Former Uber driver Justin Dalton gets life sentence in 2016 Michigan killing spree
In a surprise move, a former Uber driver pleaded guilty to killing six people.
A former Uber driver who went on a 2016 shooting rampage in Michigan that left six strangers dead and two severely injured was sentenced Tuesday to life in prison without the possibility of parole after loved ones of his victims made tearful statements and asked for the maximum punishment.
Justin Dalton, 48, showed no remorse, refused to offer an apology or make a statement on why he committed the ambush killings of four women and a father and his teenage son in Kalamazoo.
"Our prisons are not designed to be for those folks we are mad at, but for those folks we are afraid of, and you clearly fall into that category," Judge Alexander Lipsey told Dalton at the conclusion of the sentencing hearing in Kalamazoo County Circuit Court.
In a surprise move and against the advice of his attorney, Dalton pleaded guilty on Jan. 7 to six counts of murder and two counts of attempted murder.
When he was arrested, he told police that an "evil figure" on his Uber app took control of his mind and body the day he committed the killings in between picking up passengers.
'You are nothing but very ugly and dark.

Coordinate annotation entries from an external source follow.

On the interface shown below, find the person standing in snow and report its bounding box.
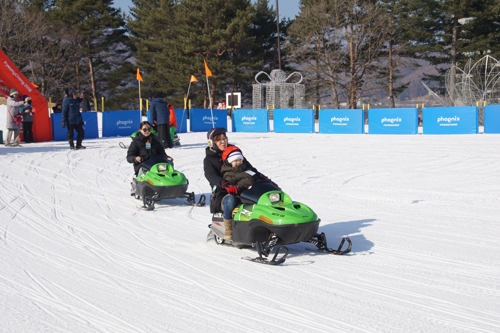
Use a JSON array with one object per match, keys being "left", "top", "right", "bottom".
[
  {"left": 61, "top": 89, "right": 86, "bottom": 149},
  {"left": 150, "top": 97, "right": 174, "bottom": 149},
  {"left": 203, "top": 128, "right": 269, "bottom": 240},
  {"left": 19, "top": 95, "right": 35, "bottom": 143},
  {"left": 5, "top": 89, "right": 31, "bottom": 147}
]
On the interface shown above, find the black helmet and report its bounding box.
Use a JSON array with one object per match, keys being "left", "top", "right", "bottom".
[{"left": 207, "top": 127, "right": 226, "bottom": 150}]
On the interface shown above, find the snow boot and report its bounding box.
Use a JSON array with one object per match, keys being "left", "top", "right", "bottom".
[{"left": 224, "top": 219, "right": 233, "bottom": 240}]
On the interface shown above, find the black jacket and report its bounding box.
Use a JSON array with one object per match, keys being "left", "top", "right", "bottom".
[
  {"left": 203, "top": 145, "right": 266, "bottom": 214},
  {"left": 127, "top": 132, "right": 169, "bottom": 175}
]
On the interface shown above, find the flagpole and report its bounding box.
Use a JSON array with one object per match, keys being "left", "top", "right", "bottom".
[
  {"left": 203, "top": 59, "right": 215, "bottom": 128},
  {"left": 137, "top": 80, "right": 142, "bottom": 111},
  {"left": 207, "top": 76, "right": 215, "bottom": 128},
  {"left": 181, "top": 80, "right": 192, "bottom": 132}
]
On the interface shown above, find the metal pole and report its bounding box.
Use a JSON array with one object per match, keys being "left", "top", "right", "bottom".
[{"left": 276, "top": 0, "right": 281, "bottom": 69}]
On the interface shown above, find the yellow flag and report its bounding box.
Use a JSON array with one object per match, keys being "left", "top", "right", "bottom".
[{"left": 203, "top": 59, "right": 212, "bottom": 76}]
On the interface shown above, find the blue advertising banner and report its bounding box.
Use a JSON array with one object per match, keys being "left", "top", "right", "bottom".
[
  {"left": 484, "top": 105, "right": 500, "bottom": 133},
  {"left": 174, "top": 109, "right": 187, "bottom": 133},
  {"left": 273, "top": 109, "right": 314, "bottom": 133},
  {"left": 368, "top": 108, "right": 418, "bottom": 134},
  {"left": 233, "top": 109, "right": 269, "bottom": 133},
  {"left": 422, "top": 106, "right": 478, "bottom": 134},
  {"left": 146, "top": 109, "right": 187, "bottom": 133},
  {"left": 50, "top": 112, "right": 99, "bottom": 141},
  {"left": 189, "top": 109, "right": 227, "bottom": 132},
  {"left": 319, "top": 109, "right": 365, "bottom": 134},
  {"left": 102, "top": 110, "right": 142, "bottom": 137}
]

You have nothing to give this world.'
Killed in the Feb. 20, 2016, murder spree were Mary Lou Nye, 62, and her sister-in-law Mary Jo Nye, 60; Dorothy "Judy" Brown, 74, and Barbara Hawthorne, 68; and Richard Smith, 53, and his 17-year-old son, Tyler.
"I suspect that you're whole life you were nothing, a little man with little to offer the world," Barbara Hawthorne's nice, Laura Hawthorne, told Dalton while delivering her victim impact statement.
"You have nothing to give this world," she said. "And having a weapon in your hand that night, gunning down innocent people, somehow made you feel big and powerful and strong. Now look at you. You are nothing but very ugly and dark. You have nothing to give this world. You are nothing."
Dorothy "Judy" Brown's son, Jeff Reynolds, said the murder spree affected more than just the people Dalton shot, telling the killer his "senseless" actions devastated families and the community of Kalamazoo.
"We've waited nearly three years of difficult delays for this evil murderer to be brought to justice," Reynolds said. "Each delay of the trial has reopened the wounds for me and all of the families and has sometimes felt like this would never end."
He said that while the case has concluded, "we will never see closure."
Laurie Smith, the wife of Richard Smith and mother of Tyler Smith, noted that Dalton is married and has children.
"When you were shooting my son and the nine bullets were riveting in and out of his body as he was dying on the ground, were you thinking of your son?" she asked. "Were you angry at your wife and that's why you killed my husband, shooting him over and over seven times as he laid dying on the ground? I don't and never will understand how or why you could do what you did to them, but I hope you think about it the rest of your life every single day."
'You tried to kill us all. You failed'
Tiana Carruthers and 14-year-old Abigail Kopf survived being shot in the rampage.
While giving her statement, Carruthers demanded that Dalton look at her.
"You tried to kill us all. You failed," she said. "I'm standing here, right here in your face ... How does it make you feel? Look at me. How does it make you feel?"
Kalamazoo County Prosecutor Jeff Getting said it has been 1,080 days since Dalton "terrorized an entire community." He figured at his age, Dalton will likely live another 25 to 30 years in prison, or approximately 10,000 days.
"Ten thousand days doesn't come close to what you deserve," Getting said in court. "I wish somehow it could be more."